Ernesto Paz
¿Lo diré o no lo diré?, la cuestión
es saber, si por este comentario habré de incurrir en alguna indiscreción de la
cual haya de lamentarme en el futuro. Como la verdad soy bastante indiscreto y
este suceso ocurrió mucho tiempo atrás, me atreveré a confesarlo: Si, aquella noche
al calor de los tragos forniqué con Esperanza, mi prima. Disculpen tan
despectivo término pero no encuentro otro más apropiado y que sea menos
peyorativo, ya que lo acontecido aquella noche no fue precisamente una entrega
por amor. No hubo caricias tiernas, no hubo besos inocentes, mucho menos
palabras dulces y sí, una vorágine concupiscente de la cual habríamos de
arrepentirnos más adelante.
Corría el año de mil novecientos y tantos, en el siglo veinte de nuestra
Era… una cálida noche de abril. Eso si, no fue en su casa ni en la mía, si no ¡Dios
me libre, qué pena! …por sus padres y los míos. Fue en un rincón del garaje de
la casa de un amigo, el cual, después de beber como cosaco con nosotros y escuchar
canciones de Aretha Franklyn, se quedó dormido de borracho. Por ese tiempo no
se acostumbraban los condones, de ahí lo de arrepentirnos. El plan no era que
yo me tirara a mi prima, sino que mi amigo tuviese alguna oportunidad con ella,
pues andaba bastante “clavado”.
¡Ah…! Los designios de Dios, “aquello que no buscas te encuentra…” y,
como reza el antiguo refrán: “todos los caminos conducen a Roma.” Así, nos
encontramos mi prima y yo, que jamás había tenido relación sexual alguna, me
refiero a mí, que hasta ese momento era “virgen” (por decirlo de algún modo) y
no así mi prima, quien en cuestiones de sexo, ya tenía cierto trecho andado.

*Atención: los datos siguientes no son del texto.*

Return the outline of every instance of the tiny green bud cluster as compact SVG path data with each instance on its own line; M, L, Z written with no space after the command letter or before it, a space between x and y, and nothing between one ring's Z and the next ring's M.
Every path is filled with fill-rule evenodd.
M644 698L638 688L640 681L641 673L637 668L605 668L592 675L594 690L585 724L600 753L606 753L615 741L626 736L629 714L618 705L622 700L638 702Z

Sudorosos, borrachos hasta la coronilla, en posiciones bastante incómodas en
aquel amplio garaje, sin por lo menos una silla o un mueble para poder
recargarse. El “acto” se dividió en
pequeños actos, se llevó a cabo contra la pared, en el vil suelo y algunas
veces casi al aire.
Que ¿cómo llegamos a eso…? La cosa fue así: por consideración a que el amigo pudiese despertar y porque sinceramente,
estábamos bastante tomados, nos retiramos sin hacer ruido, de puntitas. Cuando no sé a quién se le
ocurrió primero abrazarnos al salir. El asunto es que al pasar mi brazo por la
cintura de Esperanza, mi mano calculó mal el trayecto y resbaló hasta sus bien
delineadas corvas. En el momento que iba a decir “perdón”, ella se quedó
quieta, giró hacia mí… nos miramos intensamente. Por descuido bajé un poco más
la mano y al volver a subirla, ésta entró “sin querer” dentro de su falda, que
por cierto era bastante corta. Está por demás decir lo “calientito” que se
sintió aquello, pero fue suficiente motivo, según yo, para que, ¡por poco!, me
naciera una tercera pierna, (acontecimiento que ella notó o mejor dicho ¡sintió!
al pegar su delicado cuerpo al mío). Fue tal la emoción, tal la sensación
placentera de rozar levemente mis dedos por encima de su calzón, que sólo me
dejé balancear entre sus piernas. Por su parte ella, sumisa como una gatita
mimada, me rodeo el cuello con sus brazos y se recargó vencida sobre mi pecho. Finalmente
metí ambas manos dentro de su falda. Lo demás fue pura inercia y ahora es
simplemente historia.
Esperanza llegó a mí, cuando yo rayaba ya los diecinueve años, y… miren,
que en verdad era un tipo bastante tímido y comenzaba a tener serias dudas
acerca de mi virilidad, vamos… de mi hombría. Pero Esperanza también hizo honor
a su nombre cuando al fin, una noche del mes de mayo, me confesó que no estaba
embarazada. ¡Santificado sea! ¡Sin pecado concebido!